Positions of the Parties
[5] The parents were not represented. They consented to the society's request for a secure treatment order, pursuant to s. 164(1) of the Child, Youth and Family Services Act, 2017, S.O. 2017, c. 14, Schedule 1 (the "Act").
[6] The child was represented by the Office of the Children's Lawyer, in both the child protection proceeding and the secure treatment proceeding. Counsel for the child at the secure treatment hearing did not consent to the secure treatment order on the grounds that the society had not satisfied all of the statutory criteria.
[7] On the separate issue of the child's confinement indoors, I do not know whether or not the Office of the Children's Lawyer was aware of it prior to this hearing (and if not, why not), but I am troubled by the fact that when, at the very least, counsel became aware of it in the course of the hearing, counsel maintained that the child could remain in this placement.
The Facts
[8] The society first became involved with this child in 2009 when he was 5 years old. He had been diagnosed with Autism Spectrum Disorder, Oppositional Defiant Disorder and Obsessive-Compulsive Disorder. There were multiple openings of the society's file as the family struggled to manage the child's aggressive behaviour. The parents are separated and the child lived with his mother and older brother.
[9] The parents accessed a number of different services for the child through the years, including a day treatment program at TRE-ADD (Treatment, Research and Education for Autism and Developmental Disorders) which could not continue because of the child's behaviour.
[10] The child first came into the care of the society when he was 12 years old, pursuant to a temporary care agreement, from March 1, 2017 to May 16, 2017. He was placed at Oakdale, in Barrie. The agreement was terminated by Oakdale because they could not manage the child's aggression. The child returned home as there were no other placement options at that time. The Society arranged for 2 to 1 staffing support in the home through Whatever It Takes until another placement could be found.
[11] The child came into care pursuant to a second temporary care agreement from June 27, 2017 to January 3, 2018. He was placed at Blooming Acres, in Barrie. On January 3, 2018, Skylark (through the Ministry of Children, Community and Social Services) assumed funding for the child's placement at Blooming Acres, and the society subsequently closed its file as the family was receiving support through the Ministry.
[12] The child left Blooming Acres in August/September 2018. While there he had to have a staff ratio of 3 to 1. Blooming Acres went through 23 staff while the child was there, one of whom suffered from Post-Traumatic Stress Disorder from their work handling this child. When the child left the placement for a brief stay in hospital, Blooming Acres said they would not take him back.
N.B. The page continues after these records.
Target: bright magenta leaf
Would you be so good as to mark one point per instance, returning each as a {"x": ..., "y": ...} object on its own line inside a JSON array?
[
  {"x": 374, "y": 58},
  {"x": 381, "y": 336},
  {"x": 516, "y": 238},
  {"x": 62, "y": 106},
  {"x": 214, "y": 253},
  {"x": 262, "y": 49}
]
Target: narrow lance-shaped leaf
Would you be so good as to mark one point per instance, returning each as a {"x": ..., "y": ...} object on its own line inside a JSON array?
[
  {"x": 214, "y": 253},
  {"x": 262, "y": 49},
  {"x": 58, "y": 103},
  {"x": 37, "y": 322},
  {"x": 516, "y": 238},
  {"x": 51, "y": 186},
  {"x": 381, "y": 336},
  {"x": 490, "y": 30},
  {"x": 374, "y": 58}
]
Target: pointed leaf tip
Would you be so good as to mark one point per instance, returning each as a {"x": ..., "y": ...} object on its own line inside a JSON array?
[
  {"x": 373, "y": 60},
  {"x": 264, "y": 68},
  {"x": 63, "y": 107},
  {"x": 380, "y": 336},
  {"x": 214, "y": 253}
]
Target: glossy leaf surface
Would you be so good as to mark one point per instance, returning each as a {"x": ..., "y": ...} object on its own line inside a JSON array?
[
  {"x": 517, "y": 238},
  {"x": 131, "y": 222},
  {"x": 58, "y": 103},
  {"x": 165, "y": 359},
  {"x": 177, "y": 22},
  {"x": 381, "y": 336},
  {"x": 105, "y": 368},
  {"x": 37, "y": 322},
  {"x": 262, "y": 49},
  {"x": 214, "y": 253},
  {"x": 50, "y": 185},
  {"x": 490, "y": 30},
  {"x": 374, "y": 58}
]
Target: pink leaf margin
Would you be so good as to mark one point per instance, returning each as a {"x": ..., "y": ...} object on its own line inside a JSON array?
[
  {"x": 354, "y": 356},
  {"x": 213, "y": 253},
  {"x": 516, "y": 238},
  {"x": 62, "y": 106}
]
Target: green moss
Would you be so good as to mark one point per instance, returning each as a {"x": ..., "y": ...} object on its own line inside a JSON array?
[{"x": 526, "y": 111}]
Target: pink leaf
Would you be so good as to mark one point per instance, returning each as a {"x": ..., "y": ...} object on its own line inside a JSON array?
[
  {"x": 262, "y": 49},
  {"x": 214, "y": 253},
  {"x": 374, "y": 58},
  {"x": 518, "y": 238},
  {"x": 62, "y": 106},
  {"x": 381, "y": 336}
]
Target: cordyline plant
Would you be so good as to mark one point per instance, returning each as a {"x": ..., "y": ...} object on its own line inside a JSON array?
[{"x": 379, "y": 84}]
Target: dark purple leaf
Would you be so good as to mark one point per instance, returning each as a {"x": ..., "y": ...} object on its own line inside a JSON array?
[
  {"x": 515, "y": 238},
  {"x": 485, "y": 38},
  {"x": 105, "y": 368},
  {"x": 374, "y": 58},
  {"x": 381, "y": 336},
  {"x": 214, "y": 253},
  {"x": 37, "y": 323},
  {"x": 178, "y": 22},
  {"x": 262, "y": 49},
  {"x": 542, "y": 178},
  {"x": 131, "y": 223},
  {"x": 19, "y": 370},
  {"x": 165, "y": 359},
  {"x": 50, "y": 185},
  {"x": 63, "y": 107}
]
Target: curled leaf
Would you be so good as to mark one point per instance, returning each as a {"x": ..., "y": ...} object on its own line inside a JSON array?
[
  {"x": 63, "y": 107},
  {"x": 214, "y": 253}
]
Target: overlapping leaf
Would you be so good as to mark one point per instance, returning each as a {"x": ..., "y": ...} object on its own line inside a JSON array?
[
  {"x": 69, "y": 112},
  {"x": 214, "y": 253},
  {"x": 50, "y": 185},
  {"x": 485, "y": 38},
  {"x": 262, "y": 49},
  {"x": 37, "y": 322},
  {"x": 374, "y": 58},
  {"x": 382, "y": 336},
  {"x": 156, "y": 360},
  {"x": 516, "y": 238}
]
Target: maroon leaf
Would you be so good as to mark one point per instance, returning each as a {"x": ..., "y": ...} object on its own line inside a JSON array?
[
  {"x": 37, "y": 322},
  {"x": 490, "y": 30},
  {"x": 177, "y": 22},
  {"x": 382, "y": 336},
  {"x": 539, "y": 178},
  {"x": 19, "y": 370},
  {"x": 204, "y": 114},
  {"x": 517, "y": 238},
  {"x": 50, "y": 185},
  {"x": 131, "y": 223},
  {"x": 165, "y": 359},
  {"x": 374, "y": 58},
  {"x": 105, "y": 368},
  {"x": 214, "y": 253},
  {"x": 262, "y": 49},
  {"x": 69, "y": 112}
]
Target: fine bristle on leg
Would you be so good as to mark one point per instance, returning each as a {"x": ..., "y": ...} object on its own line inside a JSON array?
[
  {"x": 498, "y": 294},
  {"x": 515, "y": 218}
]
[13] The child then returned home, with staffing support from Skylark. He was at home until January/February 2018 when he entered a residential placement at the Child and Parent Institute in London, Ontario. He was there for three months until April 2019. While there he caused such extensive property damage that, six months later, the unit in which he was placed is still under renovation. They will not take him back.
[14] The child returned home in April 2019, with staffing support from Williams, Marijan and Associates. The society wanted staff in the home 12 hours a day. The child's mother did not want any staff in the home. They negotiated 5 hours a day of 2 to 1 staffing support.
[15] Joel Maala, head trainer at Williams Marijan and Associates, assisted with the child's transition home. On June 4, 2019, he observed the child lay on his back and start kicking the walls and the spindles on the stairway. Mr. Maala and his partner had to make sure he was not doing anything to hurt himself. The child kicked Mr. Maala's partner in the mouth, loosening a couple of his teeth. The child started hitting his head against the floor. Mr. Maala noticed a lot of bruising on the child's cheeks, and the marks of the hardwood floor on his cheek and forehead. The child began to cry and said he wanted the police to come and take him to the hospital. Mr. Maala's partner called 911. Paramedics arrived and wanted to treat the child, but his mother refused treatment for him.
[16] Another time, Mr. Maala arrived on his shift and saw the child and his mother in the front yard. Mr. Maala and other staff had to restrain the child. The mother said the child was trying to run away and Mr. Maala heard the child say, I want to get hit by a car, I want to kick that person/dog (referring to whoever happened to be walking by on the sidewalk). Mr. Maala has heard the child say several times that he wants to hurt his brother.
[17] The society's current involvement began in May 2019 as the relationship between the outside resources and the family was breaking down. The child left home unattended many times. In one instance, the mother reported that the child touched her in her vaginal area on top of her clothes and she told him he needs to get out. He left his home at Warden and Sheppard in Scarborough, and police found him at Bay and Bloor in downtown Toronto. In another instance, he got into a physical altercation with his brother in which his brother's finger was broken.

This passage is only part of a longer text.